Today has been all about perfecting that apple pie that I referred to on my first ever posting on this site on 2 June (Hello World!).
I am pretty pleased with the result and almost replicated the original from my friend. I think I had chopped the apples a little bit too big so note to self for next time to make the chunks a little smaller! Also, he had said that he used 4 Bramleys for a deep 9″ pie tin. That seemed too much in my experience as I had some apple left over that I couldn’t fit in – so another note on the recipe will be 3 Bramleys rather. But here’s the finished article:
My main difficulty in the past with apple pie is the bottom of the pastry going soggy because of the liquid released from the apples. But this time, I think it seemed to be OK. The pastry overall, a basic pate sucree recipe, was really nice so the 40 mins in a 180C oven was spot on.
The double cream finished things off nicely …
Well, I don’t like to boast, but I got to try this pie too – lucky girl that I am.
I have long considered Shirley’s mastery of pastry to complete, and this new recipe has done nothing to dispel that view.
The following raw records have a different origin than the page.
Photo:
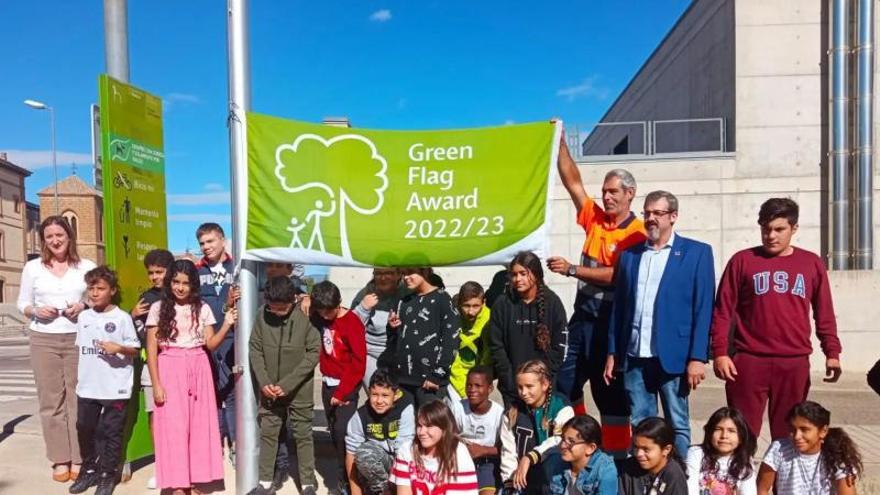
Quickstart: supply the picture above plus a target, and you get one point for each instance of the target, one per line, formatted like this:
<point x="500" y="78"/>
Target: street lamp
<point x="38" y="105"/>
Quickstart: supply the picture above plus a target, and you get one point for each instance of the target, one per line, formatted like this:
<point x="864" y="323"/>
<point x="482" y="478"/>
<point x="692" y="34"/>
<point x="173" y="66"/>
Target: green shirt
<point x="473" y="350"/>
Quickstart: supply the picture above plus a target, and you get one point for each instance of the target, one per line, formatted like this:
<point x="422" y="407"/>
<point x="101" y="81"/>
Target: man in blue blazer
<point x="659" y="330"/>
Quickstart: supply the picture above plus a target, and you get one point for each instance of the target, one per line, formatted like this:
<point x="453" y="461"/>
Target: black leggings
<point x="337" y="423"/>
<point x="99" y="426"/>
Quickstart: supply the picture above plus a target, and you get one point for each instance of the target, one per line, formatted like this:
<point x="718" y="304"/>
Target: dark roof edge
<point x="21" y="170"/>
<point x="648" y="60"/>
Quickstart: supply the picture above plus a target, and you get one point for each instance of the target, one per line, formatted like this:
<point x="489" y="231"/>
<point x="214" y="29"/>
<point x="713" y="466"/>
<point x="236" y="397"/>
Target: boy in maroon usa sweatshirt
<point x="766" y="292"/>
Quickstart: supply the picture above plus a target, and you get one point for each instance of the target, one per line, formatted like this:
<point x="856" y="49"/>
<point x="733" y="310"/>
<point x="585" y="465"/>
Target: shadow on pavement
<point x="9" y="427"/>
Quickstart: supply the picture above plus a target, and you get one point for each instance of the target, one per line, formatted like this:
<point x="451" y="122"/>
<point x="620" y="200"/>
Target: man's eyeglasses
<point x="656" y="213"/>
<point x="567" y="444"/>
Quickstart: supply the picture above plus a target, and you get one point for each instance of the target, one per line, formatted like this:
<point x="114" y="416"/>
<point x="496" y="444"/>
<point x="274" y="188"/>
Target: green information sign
<point x="337" y="196"/>
<point x="133" y="164"/>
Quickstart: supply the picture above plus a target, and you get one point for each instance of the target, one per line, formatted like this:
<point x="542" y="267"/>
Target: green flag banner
<point x="336" y="196"/>
<point x="133" y="173"/>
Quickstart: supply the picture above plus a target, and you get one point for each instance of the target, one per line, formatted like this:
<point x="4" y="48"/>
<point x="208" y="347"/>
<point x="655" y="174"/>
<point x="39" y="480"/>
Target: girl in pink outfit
<point x="186" y="433"/>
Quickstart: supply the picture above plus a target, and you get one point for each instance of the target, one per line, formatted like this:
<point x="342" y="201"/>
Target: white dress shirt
<point x="651" y="266"/>
<point x="40" y="287"/>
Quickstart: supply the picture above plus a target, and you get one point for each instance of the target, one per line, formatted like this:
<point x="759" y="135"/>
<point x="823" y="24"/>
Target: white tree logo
<point x="359" y="186"/>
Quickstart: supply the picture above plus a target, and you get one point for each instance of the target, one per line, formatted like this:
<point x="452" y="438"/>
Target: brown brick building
<point x="82" y="206"/>
<point x="13" y="225"/>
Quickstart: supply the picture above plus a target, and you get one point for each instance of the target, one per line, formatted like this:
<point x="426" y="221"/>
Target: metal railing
<point x="650" y="138"/>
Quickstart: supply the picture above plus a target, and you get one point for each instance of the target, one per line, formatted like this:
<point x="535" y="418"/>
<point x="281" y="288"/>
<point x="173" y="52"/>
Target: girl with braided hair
<point x="527" y="322"/>
<point x="815" y="459"/>
<point x="531" y="431"/>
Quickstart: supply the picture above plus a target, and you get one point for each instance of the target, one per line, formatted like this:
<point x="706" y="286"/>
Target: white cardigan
<point x="40" y="287"/>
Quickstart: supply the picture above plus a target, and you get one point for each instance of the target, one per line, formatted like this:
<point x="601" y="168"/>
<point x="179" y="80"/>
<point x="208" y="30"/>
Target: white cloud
<point x="587" y="88"/>
<point x="199" y="199"/>
<point x="199" y="217"/>
<point x="35" y="159"/>
<point x="383" y="15"/>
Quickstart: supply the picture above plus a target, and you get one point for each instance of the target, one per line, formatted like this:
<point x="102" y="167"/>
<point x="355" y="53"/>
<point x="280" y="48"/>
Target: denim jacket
<point x="598" y="478"/>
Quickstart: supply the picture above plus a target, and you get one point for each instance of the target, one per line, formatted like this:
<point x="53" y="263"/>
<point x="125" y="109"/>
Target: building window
<point x="622" y="147"/>
<point x="72" y="221"/>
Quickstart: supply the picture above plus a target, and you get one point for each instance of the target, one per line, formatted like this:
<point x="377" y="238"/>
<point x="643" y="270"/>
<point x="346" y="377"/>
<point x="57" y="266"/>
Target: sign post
<point x="134" y="216"/>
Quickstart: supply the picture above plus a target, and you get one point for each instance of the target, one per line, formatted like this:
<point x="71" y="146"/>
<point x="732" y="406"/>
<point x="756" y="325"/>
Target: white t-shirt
<point x="480" y="429"/>
<point x="40" y="287"/>
<point x="189" y="334"/>
<point x="716" y="483"/>
<point x="796" y="473"/>
<point x="104" y="376"/>
<point x="218" y="271"/>
<point x="424" y="481"/>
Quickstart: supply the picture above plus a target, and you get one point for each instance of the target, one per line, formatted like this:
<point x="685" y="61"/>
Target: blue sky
<point x="389" y="64"/>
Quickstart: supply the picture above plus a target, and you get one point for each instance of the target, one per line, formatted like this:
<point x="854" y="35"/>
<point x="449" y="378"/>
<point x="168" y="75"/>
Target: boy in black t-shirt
<point x="380" y="427"/>
<point x="156" y="263"/>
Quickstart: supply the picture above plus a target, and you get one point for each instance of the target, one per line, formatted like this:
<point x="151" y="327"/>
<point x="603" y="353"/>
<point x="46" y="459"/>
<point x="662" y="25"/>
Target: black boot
<point x="86" y="480"/>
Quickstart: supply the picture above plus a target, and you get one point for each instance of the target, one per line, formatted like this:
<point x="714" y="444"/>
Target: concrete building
<point x="747" y="87"/>
<point x="82" y="206"/>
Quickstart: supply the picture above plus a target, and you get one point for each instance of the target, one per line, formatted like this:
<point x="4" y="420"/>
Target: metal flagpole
<point x="246" y="447"/>
<point x="116" y="38"/>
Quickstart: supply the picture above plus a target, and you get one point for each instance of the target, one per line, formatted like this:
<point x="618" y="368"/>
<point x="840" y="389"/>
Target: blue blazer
<point x="682" y="310"/>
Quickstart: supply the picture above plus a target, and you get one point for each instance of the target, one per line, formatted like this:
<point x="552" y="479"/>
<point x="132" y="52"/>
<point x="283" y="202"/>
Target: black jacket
<point x="512" y="327"/>
<point x="424" y="345"/>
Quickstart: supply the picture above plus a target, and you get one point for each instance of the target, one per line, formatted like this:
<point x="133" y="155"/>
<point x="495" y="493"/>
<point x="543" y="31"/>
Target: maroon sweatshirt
<point x="344" y="353"/>
<point x="769" y="299"/>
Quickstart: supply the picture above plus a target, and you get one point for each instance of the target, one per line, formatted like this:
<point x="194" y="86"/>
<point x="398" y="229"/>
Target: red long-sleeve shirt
<point x="344" y="353"/>
<point x="769" y="299"/>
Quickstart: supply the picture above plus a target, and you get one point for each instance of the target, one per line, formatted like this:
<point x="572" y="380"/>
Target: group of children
<point x="177" y="330"/>
<point x="428" y="424"/>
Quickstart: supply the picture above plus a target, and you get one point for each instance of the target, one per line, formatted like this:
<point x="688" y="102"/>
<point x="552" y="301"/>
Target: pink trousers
<point x="186" y="433"/>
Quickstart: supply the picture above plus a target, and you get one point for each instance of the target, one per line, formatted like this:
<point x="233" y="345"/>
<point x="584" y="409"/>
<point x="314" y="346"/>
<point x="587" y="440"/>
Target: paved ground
<point x="24" y="469"/>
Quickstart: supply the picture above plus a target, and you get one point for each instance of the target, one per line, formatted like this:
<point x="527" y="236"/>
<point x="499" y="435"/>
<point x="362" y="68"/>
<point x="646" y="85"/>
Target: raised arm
<point x="570" y="175"/>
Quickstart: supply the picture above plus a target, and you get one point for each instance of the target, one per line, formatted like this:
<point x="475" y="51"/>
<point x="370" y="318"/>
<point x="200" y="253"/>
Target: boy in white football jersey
<point x="107" y="345"/>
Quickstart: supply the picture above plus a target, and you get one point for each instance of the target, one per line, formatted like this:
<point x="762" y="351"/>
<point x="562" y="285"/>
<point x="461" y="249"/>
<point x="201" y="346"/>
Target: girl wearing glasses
<point x="592" y="471"/>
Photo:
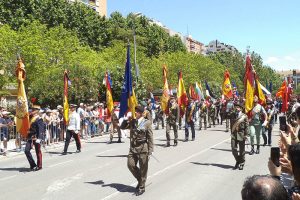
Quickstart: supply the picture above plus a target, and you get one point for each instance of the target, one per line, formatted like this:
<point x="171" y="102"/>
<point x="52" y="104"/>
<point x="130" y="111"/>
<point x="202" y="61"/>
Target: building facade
<point x="100" y="6"/>
<point x="291" y="74"/>
<point x="217" y="46"/>
<point x="194" y="46"/>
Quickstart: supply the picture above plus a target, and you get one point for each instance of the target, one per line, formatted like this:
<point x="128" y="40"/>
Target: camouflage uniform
<point x="172" y="119"/>
<point x="239" y="132"/>
<point x="141" y="146"/>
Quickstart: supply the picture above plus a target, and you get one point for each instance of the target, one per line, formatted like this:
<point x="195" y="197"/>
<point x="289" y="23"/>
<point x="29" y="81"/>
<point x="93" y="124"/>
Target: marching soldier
<point x="228" y="112"/>
<point x="115" y="126"/>
<point x="256" y="124"/>
<point x="36" y="131"/>
<point x="73" y="130"/>
<point x="172" y="120"/>
<point x="239" y="132"/>
<point x="189" y="120"/>
<point x="203" y="114"/>
<point x="141" y="147"/>
<point x="212" y="113"/>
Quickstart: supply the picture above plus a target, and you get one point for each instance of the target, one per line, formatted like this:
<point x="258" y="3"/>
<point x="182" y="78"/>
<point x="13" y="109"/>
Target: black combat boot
<point x="252" y="150"/>
<point x="257" y="150"/>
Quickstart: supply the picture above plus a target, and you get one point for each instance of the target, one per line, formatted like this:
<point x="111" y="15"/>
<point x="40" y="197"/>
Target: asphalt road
<point x="200" y="169"/>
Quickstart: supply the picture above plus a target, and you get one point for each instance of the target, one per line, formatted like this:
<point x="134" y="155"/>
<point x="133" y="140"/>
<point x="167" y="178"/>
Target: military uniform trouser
<point x="70" y="134"/>
<point x="204" y="120"/>
<point x="168" y="128"/>
<point x="239" y="155"/>
<point x="227" y="124"/>
<point x="115" y="126"/>
<point x="140" y="173"/>
<point x="211" y="119"/>
<point x="38" y="152"/>
<point x="192" y="125"/>
<point x="255" y="130"/>
<point x="269" y="139"/>
<point x="162" y="122"/>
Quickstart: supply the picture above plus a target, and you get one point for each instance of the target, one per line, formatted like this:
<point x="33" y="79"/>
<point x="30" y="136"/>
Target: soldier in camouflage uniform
<point x="203" y="114"/>
<point x="239" y="132"/>
<point x="211" y="114"/>
<point x="141" y="147"/>
<point x="172" y="120"/>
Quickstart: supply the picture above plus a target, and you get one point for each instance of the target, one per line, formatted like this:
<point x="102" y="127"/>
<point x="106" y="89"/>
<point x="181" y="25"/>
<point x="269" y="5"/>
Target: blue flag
<point x="128" y="100"/>
<point x="208" y="90"/>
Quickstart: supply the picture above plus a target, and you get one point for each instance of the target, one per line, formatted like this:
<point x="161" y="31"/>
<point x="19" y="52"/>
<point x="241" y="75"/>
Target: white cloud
<point x="285" y="62"/>
<point x="272" y="59"/>
<point x="289" y="58"/>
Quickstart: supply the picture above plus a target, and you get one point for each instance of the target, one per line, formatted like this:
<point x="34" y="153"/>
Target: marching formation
<point x="252" y="115"/>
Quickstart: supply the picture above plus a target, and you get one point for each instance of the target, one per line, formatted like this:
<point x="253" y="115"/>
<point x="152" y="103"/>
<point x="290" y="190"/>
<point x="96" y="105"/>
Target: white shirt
<point x="74" y="121"/>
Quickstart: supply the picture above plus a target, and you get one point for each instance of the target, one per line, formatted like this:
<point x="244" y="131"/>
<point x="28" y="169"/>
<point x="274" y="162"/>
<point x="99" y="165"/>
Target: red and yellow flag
<point x="249" y="85"/>
<point x="22" y="114"/>
<point x="109" y="99"/>
<point x="66" y="103"/>
<point x="227" y="88"/>
<point x="181" y="95"/>
<point x="283" y="93"/>
<point x="165" y="95"/>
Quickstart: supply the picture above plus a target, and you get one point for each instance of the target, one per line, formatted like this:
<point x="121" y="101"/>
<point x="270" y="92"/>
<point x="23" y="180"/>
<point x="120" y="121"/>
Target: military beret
<point x="139" y="109"/>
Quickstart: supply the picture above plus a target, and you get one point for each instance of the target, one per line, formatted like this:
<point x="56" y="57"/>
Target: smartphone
<point x="275" y="155"/>
<point x="282" y="123"/>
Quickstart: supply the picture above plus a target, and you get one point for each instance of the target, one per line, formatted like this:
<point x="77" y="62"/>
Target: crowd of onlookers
<point x="283" y="183"/>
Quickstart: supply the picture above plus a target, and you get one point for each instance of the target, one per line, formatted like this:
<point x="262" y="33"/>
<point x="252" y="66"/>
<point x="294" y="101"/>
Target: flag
<point x="22" y="114"/>
<point x="165" y="95"/>
<point x="249" y="85"/>
<point x="234" y="89"/>
<point x="128" y="100"/>
<point x="271" y="87"/>
<point x="152" y="101"/>
<point x="259" y="92"/>
<point x="67" y="82"/>
<point x="227" y="88"/>
<point x="192" y="93"/>
<point x="283" y="93"/>
<point x="109" y="99"/>
<point x="198" y="91"/>
<point x="208" y="91"/>
<point x="181" y="95"/>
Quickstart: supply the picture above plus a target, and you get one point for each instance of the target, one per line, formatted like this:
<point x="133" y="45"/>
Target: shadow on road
<point x="20" y="169"/>
<point x="118" y="186"/>
<point x="113" y="156"/>
<point x="229" y="150"/>
<point x="96" y="182"/>
<point x="214" y="164"/>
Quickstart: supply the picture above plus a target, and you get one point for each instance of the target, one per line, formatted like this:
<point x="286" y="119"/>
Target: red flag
<point x="283" y="93"/>
<point x="181" y="95"/>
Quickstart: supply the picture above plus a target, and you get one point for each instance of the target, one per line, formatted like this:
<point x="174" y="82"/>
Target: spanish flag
<point x="283" y="93"/>
<point x="165" y="95"/>
<point x="66" y="104"/>
<point x="109" y="99"/>
<point x="22" y="115"/>
<point x="227" y="88"/>
<point x="181" y="95"/>
<point x="128" y="100"/>
<point x="249" y="85"/>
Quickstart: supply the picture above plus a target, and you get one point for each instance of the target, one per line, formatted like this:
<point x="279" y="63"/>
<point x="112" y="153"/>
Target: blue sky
<point x="270" y="27"/>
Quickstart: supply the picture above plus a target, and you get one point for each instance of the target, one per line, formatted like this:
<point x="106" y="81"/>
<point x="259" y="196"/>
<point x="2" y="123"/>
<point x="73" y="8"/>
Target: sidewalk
<point x="13" y="152"/>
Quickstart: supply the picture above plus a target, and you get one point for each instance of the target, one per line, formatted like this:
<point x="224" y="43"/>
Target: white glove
<point x="265" y="123"/>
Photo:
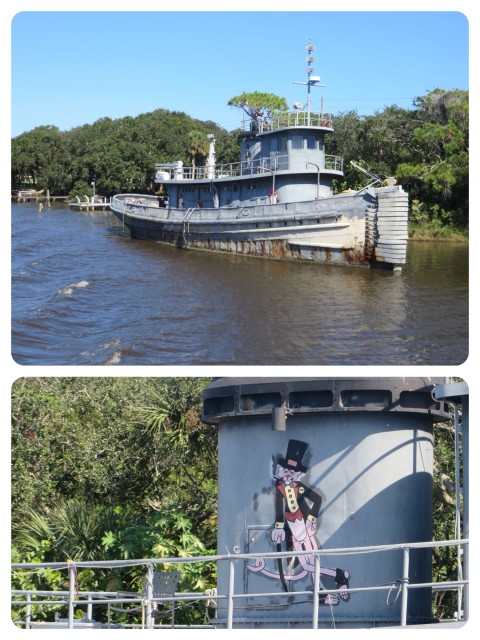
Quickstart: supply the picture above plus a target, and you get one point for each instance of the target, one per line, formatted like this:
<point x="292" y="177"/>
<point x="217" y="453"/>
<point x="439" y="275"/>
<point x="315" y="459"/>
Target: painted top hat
<point x="295" y="452"/>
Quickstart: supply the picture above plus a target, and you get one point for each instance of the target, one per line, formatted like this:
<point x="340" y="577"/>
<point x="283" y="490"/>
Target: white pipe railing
<point x="90" y="598"/>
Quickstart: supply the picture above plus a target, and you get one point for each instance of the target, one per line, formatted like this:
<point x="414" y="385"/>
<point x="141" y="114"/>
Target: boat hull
<point x="342" y="229"/>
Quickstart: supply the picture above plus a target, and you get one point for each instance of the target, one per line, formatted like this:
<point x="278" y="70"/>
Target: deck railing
<point x="282" y="162"/>
<point x="291" y="119"/>
<point x="73" y="597"/>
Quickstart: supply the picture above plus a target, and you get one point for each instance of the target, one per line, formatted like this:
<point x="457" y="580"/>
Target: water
<point x="84" y="293"/>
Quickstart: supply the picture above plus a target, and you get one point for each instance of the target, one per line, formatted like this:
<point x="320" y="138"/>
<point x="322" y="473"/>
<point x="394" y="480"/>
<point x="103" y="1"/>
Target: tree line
<point x="425" y="148"/>
<point x="124" y="468"/>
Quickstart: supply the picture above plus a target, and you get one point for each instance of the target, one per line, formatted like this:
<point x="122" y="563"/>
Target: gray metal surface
<point x="366" y="455"/>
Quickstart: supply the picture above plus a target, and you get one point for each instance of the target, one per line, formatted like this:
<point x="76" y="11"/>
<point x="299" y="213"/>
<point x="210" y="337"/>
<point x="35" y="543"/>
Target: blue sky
<point x="72" y="68"/>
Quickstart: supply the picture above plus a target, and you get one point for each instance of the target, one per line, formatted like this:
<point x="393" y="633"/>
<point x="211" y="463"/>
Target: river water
<point x="85" y="293"/>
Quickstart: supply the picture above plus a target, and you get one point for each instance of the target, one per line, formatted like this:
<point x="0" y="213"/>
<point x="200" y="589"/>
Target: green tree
<point x="197" y="147"/>
<point x="257" y="104"/>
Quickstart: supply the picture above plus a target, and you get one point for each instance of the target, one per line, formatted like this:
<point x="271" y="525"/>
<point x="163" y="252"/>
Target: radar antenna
<point x="312" y="81"/>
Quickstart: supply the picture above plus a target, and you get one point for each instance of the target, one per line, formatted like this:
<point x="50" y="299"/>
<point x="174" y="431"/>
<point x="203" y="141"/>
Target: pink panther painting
<point x="297" y="507"/>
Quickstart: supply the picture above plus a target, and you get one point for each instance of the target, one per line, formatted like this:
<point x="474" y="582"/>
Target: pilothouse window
<point x="297" y="142"/>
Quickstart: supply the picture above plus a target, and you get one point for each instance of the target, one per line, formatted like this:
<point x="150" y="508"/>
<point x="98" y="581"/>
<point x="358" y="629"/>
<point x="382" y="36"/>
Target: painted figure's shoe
<point x="342" y="580"/>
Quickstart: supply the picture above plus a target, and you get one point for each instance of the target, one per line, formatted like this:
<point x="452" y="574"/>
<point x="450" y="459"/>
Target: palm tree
<point x="197" y="147"/>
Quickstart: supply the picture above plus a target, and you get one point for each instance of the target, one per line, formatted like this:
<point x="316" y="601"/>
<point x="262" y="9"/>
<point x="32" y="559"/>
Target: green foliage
<point x="96" y="475"/>
<point x="445" y="524"/>
<point x="257" y="102"/>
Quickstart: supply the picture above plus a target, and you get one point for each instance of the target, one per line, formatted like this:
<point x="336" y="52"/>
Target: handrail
<point x="101" y="598"/>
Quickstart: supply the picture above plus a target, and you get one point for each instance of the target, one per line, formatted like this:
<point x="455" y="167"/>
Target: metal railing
<point x="290" y="119"/>
<point x="282" y="162"/>
<point x="73" y="597"/>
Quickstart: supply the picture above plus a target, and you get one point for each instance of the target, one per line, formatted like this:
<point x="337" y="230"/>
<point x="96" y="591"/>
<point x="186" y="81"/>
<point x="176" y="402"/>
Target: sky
<point x="70" y="68"/>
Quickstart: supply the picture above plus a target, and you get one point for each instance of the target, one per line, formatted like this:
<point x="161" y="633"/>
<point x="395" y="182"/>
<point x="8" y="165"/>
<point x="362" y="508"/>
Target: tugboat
<point x="277" y="202"/>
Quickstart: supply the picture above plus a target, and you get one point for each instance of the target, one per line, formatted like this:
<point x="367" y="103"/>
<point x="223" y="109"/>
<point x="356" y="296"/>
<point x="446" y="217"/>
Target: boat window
<point x="297" y="142"/>
<point x="222" y="404"/>
<point x="310" y="399"/>
<point x="367" y="398"/>
<point x="260" y="401"/>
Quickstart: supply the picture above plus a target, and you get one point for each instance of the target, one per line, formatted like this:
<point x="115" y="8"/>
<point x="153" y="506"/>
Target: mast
<point x="312" y="81"/>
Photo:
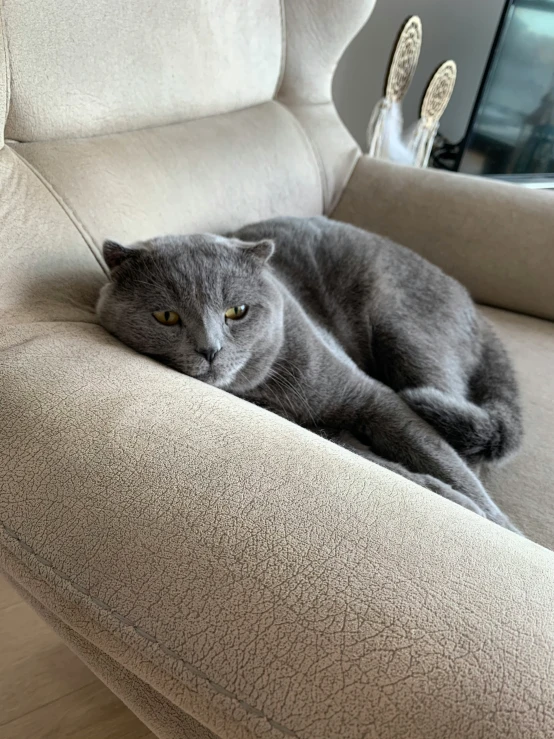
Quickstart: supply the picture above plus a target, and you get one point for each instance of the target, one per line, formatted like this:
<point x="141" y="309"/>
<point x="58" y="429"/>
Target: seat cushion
<point x="524" y="486"/>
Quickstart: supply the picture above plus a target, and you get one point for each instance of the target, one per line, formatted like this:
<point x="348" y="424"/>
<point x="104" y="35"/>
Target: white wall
<point x="462" y="30"/>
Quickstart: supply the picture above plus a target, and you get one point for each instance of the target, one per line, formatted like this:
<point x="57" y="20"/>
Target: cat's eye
<point x="236" y="312"/>
<point x="166" y="317"/>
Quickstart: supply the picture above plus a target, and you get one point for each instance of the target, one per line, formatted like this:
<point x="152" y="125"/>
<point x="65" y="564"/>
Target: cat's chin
<point x="215" y="378"/>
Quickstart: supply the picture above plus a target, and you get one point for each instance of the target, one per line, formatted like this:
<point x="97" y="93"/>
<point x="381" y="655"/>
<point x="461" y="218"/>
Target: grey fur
<point x="346" y="333"/>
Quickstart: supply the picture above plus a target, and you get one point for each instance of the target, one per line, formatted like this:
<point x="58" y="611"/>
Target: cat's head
<point x="204" y="304"/>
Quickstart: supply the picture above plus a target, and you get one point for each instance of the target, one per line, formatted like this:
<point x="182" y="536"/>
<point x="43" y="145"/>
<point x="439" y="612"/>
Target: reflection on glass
<point x="513" y="130"/>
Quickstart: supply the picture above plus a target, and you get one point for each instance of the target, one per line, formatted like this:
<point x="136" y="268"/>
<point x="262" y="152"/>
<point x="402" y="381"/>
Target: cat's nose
<point x="209" y="352"/>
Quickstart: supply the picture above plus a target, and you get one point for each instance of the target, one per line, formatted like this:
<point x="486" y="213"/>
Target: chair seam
<point x="146" y="636"/>
<point x="347" y="180"/>
<point x="7" y="66"/>
<point x="70" y="213"/>
<point x="323" y="184"/>
<point x="283" y="64"/>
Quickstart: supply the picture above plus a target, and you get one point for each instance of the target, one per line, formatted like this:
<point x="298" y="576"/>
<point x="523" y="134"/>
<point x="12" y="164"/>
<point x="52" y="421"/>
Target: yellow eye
<point x="167" y="317"/>
<point x="236" y="312"/>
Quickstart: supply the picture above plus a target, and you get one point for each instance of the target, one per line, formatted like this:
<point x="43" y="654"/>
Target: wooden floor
<point x="45" y="690"/>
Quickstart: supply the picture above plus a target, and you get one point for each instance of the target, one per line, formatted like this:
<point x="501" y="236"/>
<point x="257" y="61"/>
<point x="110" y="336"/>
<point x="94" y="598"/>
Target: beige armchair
<point x="226" y="573"/>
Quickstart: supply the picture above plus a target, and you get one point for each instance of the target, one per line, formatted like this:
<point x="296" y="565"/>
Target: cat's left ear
<point x="261" y="250"/>
<point x="115" y="254"/>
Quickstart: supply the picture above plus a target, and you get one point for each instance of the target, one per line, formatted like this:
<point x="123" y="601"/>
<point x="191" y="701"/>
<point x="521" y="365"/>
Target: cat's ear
<point x="115" y="254"/>
<point x="261" y="250"/>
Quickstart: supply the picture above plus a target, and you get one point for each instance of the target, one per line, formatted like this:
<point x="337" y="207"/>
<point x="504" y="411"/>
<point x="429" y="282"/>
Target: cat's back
<point x="315" y="255"/>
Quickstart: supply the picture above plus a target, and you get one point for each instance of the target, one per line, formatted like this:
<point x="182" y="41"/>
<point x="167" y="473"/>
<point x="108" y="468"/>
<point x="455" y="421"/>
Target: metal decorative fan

The soggy bottom challenge was avoided masterfully.
I would disagree that the apples were left too large, as they retained pleasant structure, whilst their flavours were appropriately stewed. However, I do sometimes find that my tastes veer towards the rustic, so perhaps they would be smaller in a more from ‘Farmhouse’ style to ‘patisserie’
Apple taken alone, the lemon hit was unexpected; startling even, and I wasn’t wholly sure what to make of it. Everything made sense in the next forkful though, as up against that beautiful rich pastry, the good sense in its addition shone through.
All in all a perfect pie; but please, don’t rest on your laurels. I would much prefer to keep checking that the reality is as good as the memory.